Pirbuterol

Clinical data
- Trade names: Maxair
- AHFS/Drugs.com: Consumer Drug Information
- MedlinePlus: a601096
- Pregnancy category: C;
- Routes of administration: Inhalational (MDI)
- ATC code: R03AC08 (WHO) R03CC07 (WHO);

Legal status
- Legal status: AU: S4 (Prescription only); US: ℞-only;

Identifiers
- IUPAC name (RS)-6-[2-(tert-butylamino)-1-hydroxyethyl]-2-(hydroxymethyl)pyridin-3-ol;
- CAS Number: 38677-81-5; HCl: 38029-10-6;
- PubChem CID: 4845;
- IUPHAR/BPS: 7272;
- DrugBank: DB01291;
- ChemSpider: 4679;
- UNII: OG645J8RVW; HCl: J6793T658K;
- KEGG: D08387;
- ChEMBL: ChEMBL1094966;
- CompTox Dashboard (EPA): DTXSID0046937 ;

Chemical and physical data
- Formula: C_{12}H_{20}N_{2}O_{3}
- Molar mass: 240.303 g·mol^{−1}
- 3D model (JSmol): Interactive image;
- Chirality: Racemic mixture
- SMILES Oc1ccc(nc1CO)C(O)CNC(C)(C)C;
- InChI InChI=1S/C12H20N2O3/c1-12(2,3)13-6-11(17)8-4-5-10(16)9(7-15)14-8/h4-5,11,13,15-17H,6-7H2,1-3H3; Key:VQDBNKDJNJQRDG-UHFFFAOYSA-N;

= Pirbuterol =

Chemical compound

Pirbuterol (trade name Maxair) is a short-acting β_{2} adrenoreceptor agonist with bronchodilating action used in the treatment of asthma, available (as pirbuterol acetate) as a breath-activated metered-dose inhaler.

It was patented in 1971 and came into medical use in 1983.

==Medical use==
Pirbuterol is used in asthma for reversal of acute bronchospasm, and also as a maintenance medication to prevent future attacks.

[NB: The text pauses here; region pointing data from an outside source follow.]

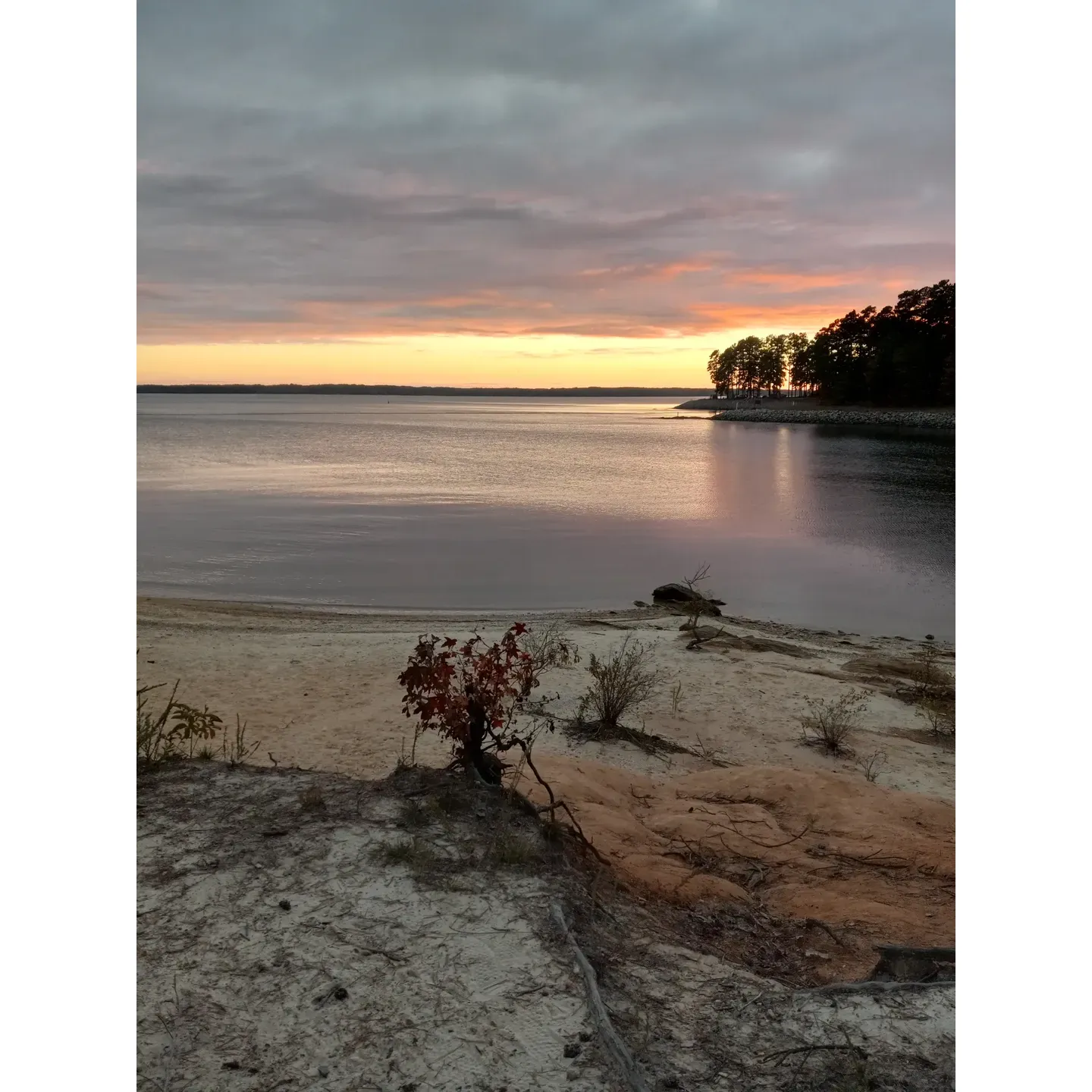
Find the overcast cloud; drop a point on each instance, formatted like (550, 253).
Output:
(323, 169)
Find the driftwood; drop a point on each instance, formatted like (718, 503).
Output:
(915, 965)
(615, 1046)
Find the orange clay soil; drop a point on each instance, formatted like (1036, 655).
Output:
(874, 864)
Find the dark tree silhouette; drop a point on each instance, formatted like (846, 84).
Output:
(901, 355)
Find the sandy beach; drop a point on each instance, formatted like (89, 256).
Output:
(397, 934)
(319, 688)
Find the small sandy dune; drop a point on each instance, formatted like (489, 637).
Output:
(319, 688)
(392, 940)
(744, 875)
(865, 864)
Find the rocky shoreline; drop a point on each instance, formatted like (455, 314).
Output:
(833, 415)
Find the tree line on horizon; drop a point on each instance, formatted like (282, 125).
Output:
(901, 355)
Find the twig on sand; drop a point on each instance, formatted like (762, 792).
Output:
(615, 1046)
(781, 1055)
(823, 925)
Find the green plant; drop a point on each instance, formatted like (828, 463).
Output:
(828, 724)
(175, 731)
(620, 682)
(510, 850)
(413, 852)
(238, 751)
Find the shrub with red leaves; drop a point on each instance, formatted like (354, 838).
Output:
(472, 692)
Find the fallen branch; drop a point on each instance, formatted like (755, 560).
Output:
(877, 987)
(615, 1046)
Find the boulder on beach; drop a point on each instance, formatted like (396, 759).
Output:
(679, 593)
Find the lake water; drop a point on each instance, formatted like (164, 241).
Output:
(535, 504)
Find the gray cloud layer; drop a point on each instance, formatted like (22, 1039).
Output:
(323, 168)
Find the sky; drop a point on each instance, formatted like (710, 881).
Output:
(538, 193)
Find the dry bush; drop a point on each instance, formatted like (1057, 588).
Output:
(871, 766)
(940, 714)
(828, 724)
(676, 697)
(312, 799)
(934, 692)
(548, 645)
(620, 682)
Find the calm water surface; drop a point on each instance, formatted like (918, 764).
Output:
(507, 505)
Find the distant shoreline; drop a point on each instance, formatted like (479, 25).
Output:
(782, 412)
(388, 389)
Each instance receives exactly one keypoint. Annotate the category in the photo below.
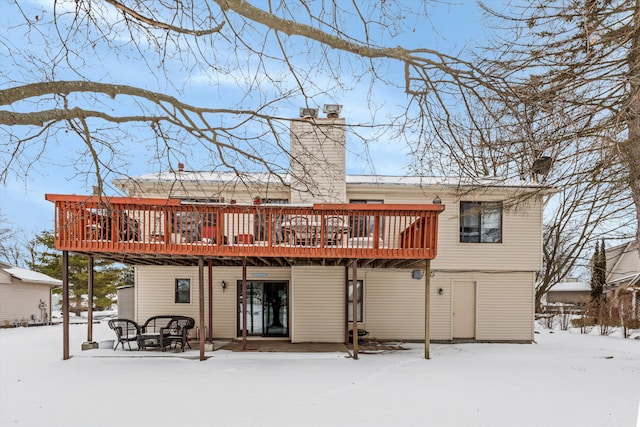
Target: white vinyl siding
(394, 304)
(505, 307)
(155, 292)
(318, 304)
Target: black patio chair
(126, 330)
(178, 331)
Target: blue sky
(450, 28)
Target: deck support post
(427, 308)
(210, 274)
(354, 293)
(244, 304)
(201, 304)
(65, 305)
(90, 344)
(346, 305)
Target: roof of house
(571, 287)
(257, 178)
(29, 276)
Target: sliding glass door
(267, 309)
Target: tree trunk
(630, 149)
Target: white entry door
(464, 309)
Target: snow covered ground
(565, 379)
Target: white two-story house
(489, 248)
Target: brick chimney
(318, 157)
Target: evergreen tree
(596, 277)
(107, 275)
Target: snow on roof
(31, 276)
(422, 181)
(570, 287)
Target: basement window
(183, 291)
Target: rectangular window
(481, 222)
(350, 308)
(363, 226)
(183, 291)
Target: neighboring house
(482, 280)
(623, 278)
(570, 292)
(25, 296)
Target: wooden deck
(174, 232)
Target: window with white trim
(359, 302)
(183, 291)
(480, 222)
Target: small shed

It should be used in patients 12 years of age and older with or without concurrent theophylline and/or inhaled corticosteroid.

==Pharmacokinetics==
After inhalation of doses up to 800 μg (twice the maximum recommended dose) systemic blood levels of pirbuterol are below the limit of assay sensitivity (2–5 ng/ml). A mean of 51% of the dose is recovered in urine as pirbuterol plus its sulfate conjugate following administration by aerosol. Pirbuterol is not metabolized by catechol-O-methyltransferase. The plasma half-life measured after oral administration is about two hours.